Son intervention fit sur le champ descendre la pression, pourtant à couper au couteau, et plus épaisse qu’un nœud de marin. L’Ennemi se détourna, dissimulant sa soudaine confusion en remontant ses lunettes.
« Les sorcières ne seraient-elles pas mieux informées que moi ? ne put-il pourtant s’empêcher de rétorquer.
— Peut-être, mais nous, nous n’avons jamais collaboré avec lui, fit Esméralda avec un reniflement méprisant. Sur ce, je vous salue pour l’instant, je n’ai pas fini de préparer mon filtre pour le loup-garou.
— Quand ce sera fait, il faudrait penser à utiliser ton balai pour nettoyer un peu ce navire ! » la titilla Archibald.
La sorcière à la chevelure auburn lui darda un sourire complice, et répondit encore avant de repartir pour la cabine.
« Mais bien sûr… Je suis sûre qu’un mâle comme vous rêverait de voir ça… Si vous voulez, vous pourrez rendre visite à votre camarade », ajouta-t-elle plus sérieuse.
Le jeune homme fit oui de la tête, brusquement rappelé à la gravité de la situation. Le Jolly-Roger avait de plus à présent laissé derrière lui la mer de nuages dont il avait bravé la houle une bonne partie de la nuit. Lord Funkadelistic disposait certainement d’un sort qui les isolait de températures proprement glaciales et leur permettait de traverser le vide intersidéral à l’abri dans une bulle d’air… En cet instant, ils auraient pu se repérer au sextant d’autant plus facilement qu’ils se trouvaient plus près des étoiles qu’aucun autre vaisseau battant n’importe quel pavillon ne l’avait jamais été. Cependant, ils n’en avaient pas besoin. Schopenhauer savait parfaitement où il se rendait, toutes voiles dehors cap sur la Lune.

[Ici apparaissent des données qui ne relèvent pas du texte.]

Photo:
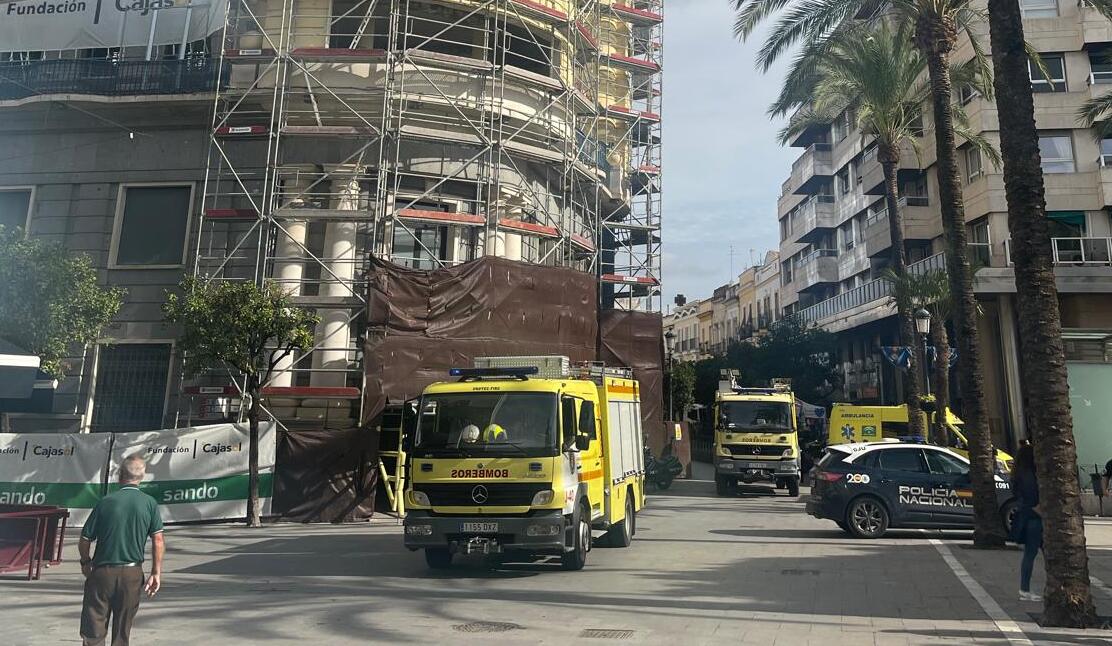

Accoudé à l’écoutille principale, Archibald observait justement la Terre à l’opposé. L’un de ses rêves d’enfance était de devenir cosmonaute, pour pouvoir découvrir ainsi son monde. Si on lui avait dit que ce serait par le biais d’une aventure ayant cours précisément dans les contes qu’il lisait à l’époque…
« Kate…, fit-il à la jeune femme venue le rejoindre. Tu le connais toi alors, ce Tepes ? Et Schopenhauer, le nom de famille de Funkadelistic. Certaines choses sont plus claires pour moi, mais d’autres sont complètement inédites !
— Tepes est le nom de famille d’Alucard. C’est le fils caché de Dracula. Lorsque son père a été tué par les forces de la Tour, on a cru qu’il était mort lui aussi, sans pour autant retrouver son corps. En réalité, il semble qu’il ait patiemment attendu dans l’ombre, reconstituant ses forces. Mais pour être en mesure de frapper aussi vite et aussi fort à présent, il a dû fatalement bénéficier d’une aide extérieure. Une aide redoutable et bien plus terrible qu’il ne l’est lui-même.
— Et Lord Funkadelistic oeuvrait de concert avec lui tant que leurs partitions étaient accordées…
— C’est juste.
— Cendrillon était bien sa fiancée ?
— Oui. Après le vol des Objets Magiques et sa capture, la Tour prétend qu’il s’est enfui en l’assassinant… Mais tu auras deviné que la vérité est toute autre, je le crains. »
Le jeune homme lui coula un regard interrogateur.
« Tu racontes tout ça avec tellement de naturel. Je me demande vraiment si c’est bien toi que j’ai en face de moi… Tu as l’air bien plus à l’aise que moi là-dedans !
— Oh, Archibald… Ne dis pas des choses pareilles. Tiens, regarde, je suis bien toujours la même, j’ai le vertige ! »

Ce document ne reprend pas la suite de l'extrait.